Doctor of Philosophy in Mechanical Engineering - (Ph.D.)


Mechanical and Industrial Engineering

First Advisor

Keith T. O'Brien

Second Advisor

Rong-Yaw Chen

Third Advisor

E. S. Geskin

Fourth Advisor

Avraham Harnoy

Fifth Advisor

Satish B. Baliga


This dissertation addresses the hypothesis that the interparticulate friction coefficient of a bed of polymeric particulates is a function of the cross-section of the pellets. Most pellets have a circular cross-section especially those that are strand cut. But when such pellets constitute a particulate bed there are few restrictions to adjacent pellets turning with respect to each other, or of the beds rupturing under shear load. This rupture can occur in plasticating extrusion, and it results in a poorly mixed melt with an inhomogeneous temperature distribution. The temperature fluctuations cause viscosity fluctuations which in turn cause pressure fluctuations.

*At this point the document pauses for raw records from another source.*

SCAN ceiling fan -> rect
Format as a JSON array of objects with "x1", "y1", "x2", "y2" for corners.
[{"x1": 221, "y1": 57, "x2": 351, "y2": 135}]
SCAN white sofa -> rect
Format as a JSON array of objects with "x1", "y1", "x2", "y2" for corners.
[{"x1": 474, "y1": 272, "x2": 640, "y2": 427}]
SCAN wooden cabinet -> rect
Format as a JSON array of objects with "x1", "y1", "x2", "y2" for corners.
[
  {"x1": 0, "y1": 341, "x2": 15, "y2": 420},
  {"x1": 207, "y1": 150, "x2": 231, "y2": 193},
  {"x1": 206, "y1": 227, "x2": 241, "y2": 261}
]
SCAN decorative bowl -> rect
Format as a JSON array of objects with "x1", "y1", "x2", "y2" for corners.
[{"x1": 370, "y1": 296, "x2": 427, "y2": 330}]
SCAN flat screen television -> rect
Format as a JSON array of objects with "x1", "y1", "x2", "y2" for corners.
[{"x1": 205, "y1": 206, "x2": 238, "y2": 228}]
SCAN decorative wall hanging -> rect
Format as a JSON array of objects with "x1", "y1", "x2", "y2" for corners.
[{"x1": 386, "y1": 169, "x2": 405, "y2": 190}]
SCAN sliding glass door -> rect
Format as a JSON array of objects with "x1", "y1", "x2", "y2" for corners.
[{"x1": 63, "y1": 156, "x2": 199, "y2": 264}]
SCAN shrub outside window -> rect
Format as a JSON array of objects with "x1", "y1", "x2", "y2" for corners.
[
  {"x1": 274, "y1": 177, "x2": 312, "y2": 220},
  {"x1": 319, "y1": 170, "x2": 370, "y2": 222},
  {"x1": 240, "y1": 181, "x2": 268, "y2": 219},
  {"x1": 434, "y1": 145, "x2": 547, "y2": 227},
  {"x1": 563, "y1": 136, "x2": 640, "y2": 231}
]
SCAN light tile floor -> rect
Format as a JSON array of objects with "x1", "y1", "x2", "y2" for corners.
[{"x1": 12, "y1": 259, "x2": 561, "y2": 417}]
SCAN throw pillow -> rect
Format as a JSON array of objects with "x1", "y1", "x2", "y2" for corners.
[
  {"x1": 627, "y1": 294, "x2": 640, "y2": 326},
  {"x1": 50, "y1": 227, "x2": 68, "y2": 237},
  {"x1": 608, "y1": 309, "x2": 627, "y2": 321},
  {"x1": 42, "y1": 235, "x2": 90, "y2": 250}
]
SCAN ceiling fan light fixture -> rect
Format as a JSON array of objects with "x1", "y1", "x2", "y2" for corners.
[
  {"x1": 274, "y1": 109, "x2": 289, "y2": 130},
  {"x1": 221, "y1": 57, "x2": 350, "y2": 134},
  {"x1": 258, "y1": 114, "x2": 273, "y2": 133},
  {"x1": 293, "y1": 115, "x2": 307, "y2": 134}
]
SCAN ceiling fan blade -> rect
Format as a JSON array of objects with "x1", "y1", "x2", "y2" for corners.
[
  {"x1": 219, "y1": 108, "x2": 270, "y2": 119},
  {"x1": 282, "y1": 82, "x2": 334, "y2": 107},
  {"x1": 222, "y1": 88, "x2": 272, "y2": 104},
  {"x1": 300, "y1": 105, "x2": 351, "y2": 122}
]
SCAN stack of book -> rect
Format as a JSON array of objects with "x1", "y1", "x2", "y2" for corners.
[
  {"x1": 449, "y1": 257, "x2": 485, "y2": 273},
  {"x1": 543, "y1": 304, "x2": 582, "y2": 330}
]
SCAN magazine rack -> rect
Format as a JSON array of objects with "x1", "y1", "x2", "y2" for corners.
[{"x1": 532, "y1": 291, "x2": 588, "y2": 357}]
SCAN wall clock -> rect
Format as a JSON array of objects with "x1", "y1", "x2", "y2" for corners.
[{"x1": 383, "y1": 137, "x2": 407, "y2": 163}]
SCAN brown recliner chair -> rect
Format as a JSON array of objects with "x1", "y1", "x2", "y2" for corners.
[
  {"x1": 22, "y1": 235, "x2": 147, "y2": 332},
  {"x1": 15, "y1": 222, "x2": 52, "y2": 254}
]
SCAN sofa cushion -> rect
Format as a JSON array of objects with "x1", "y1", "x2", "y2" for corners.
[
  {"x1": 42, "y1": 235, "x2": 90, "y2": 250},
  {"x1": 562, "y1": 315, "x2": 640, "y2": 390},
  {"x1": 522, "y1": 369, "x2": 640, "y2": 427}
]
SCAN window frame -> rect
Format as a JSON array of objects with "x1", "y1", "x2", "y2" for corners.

The pressure fluctuations cause throughput variations which lead to thickness variations in the product. That results in poor quality product. This sequence of events is termed surging. If the rupture of the solid bed can be prevented then surging can be curtailed.

An increase in the interparticulate friction coefficient is expected to reduce solid bed rupturing. And the interparticulate friction coefficient can be increased if pellets with non-circular cross-section constitute it. Due to the fact that trilobal fibers are used to provide interlocking in the textile industry, the trilobal cross-section was first tested. This led to tests on bilobal and quadrilobal cross-sections as well.

However, prior to testing the pellets required manufacture. Since bilobal, trilobal and quadrilobal cross-sections are different profile cross-sections, it was first necessary to design and build a series of profile extrusion dies. Each die was capable of producing a variety of pellet cross-sections if the material was changed, or if the throughput rate was varied. So many pellet geometries could be readily produced. Each variation of material and geometry was tested independently in a direct shear cell to measure the interparticulate friction coefficient. It was clearly found that the highest interparticulate friction coefficients occurred with pellets of bilobal cross-section, a 31% to 81% increase over pellets with circular cross-section. In addition pellets with trilobal and quadrilobal cross-section exhibited an improved interparticulate friction coefficient, a 20% to 34% increase compared to pellets with circular cross-sections. Consolidation pressure and time had minimal effects whereas agitation caused interparticulate friction coefficient increases from 51% to 89%. The effect of additives in the particulate continuum on the interparticulate friction coefficient was also studied.

Since production runs could not be made to test if surging could in fact be reduced, due to the vast amounts of feedstock required, resort was made to numerical experimentation. An existing software package was modified to allow study of the transport of a portion of the solid bed. In this way rupture could be predicted based on the value of the interparticulate friction coefficient. Thus it could be inferred that surging would be reduced.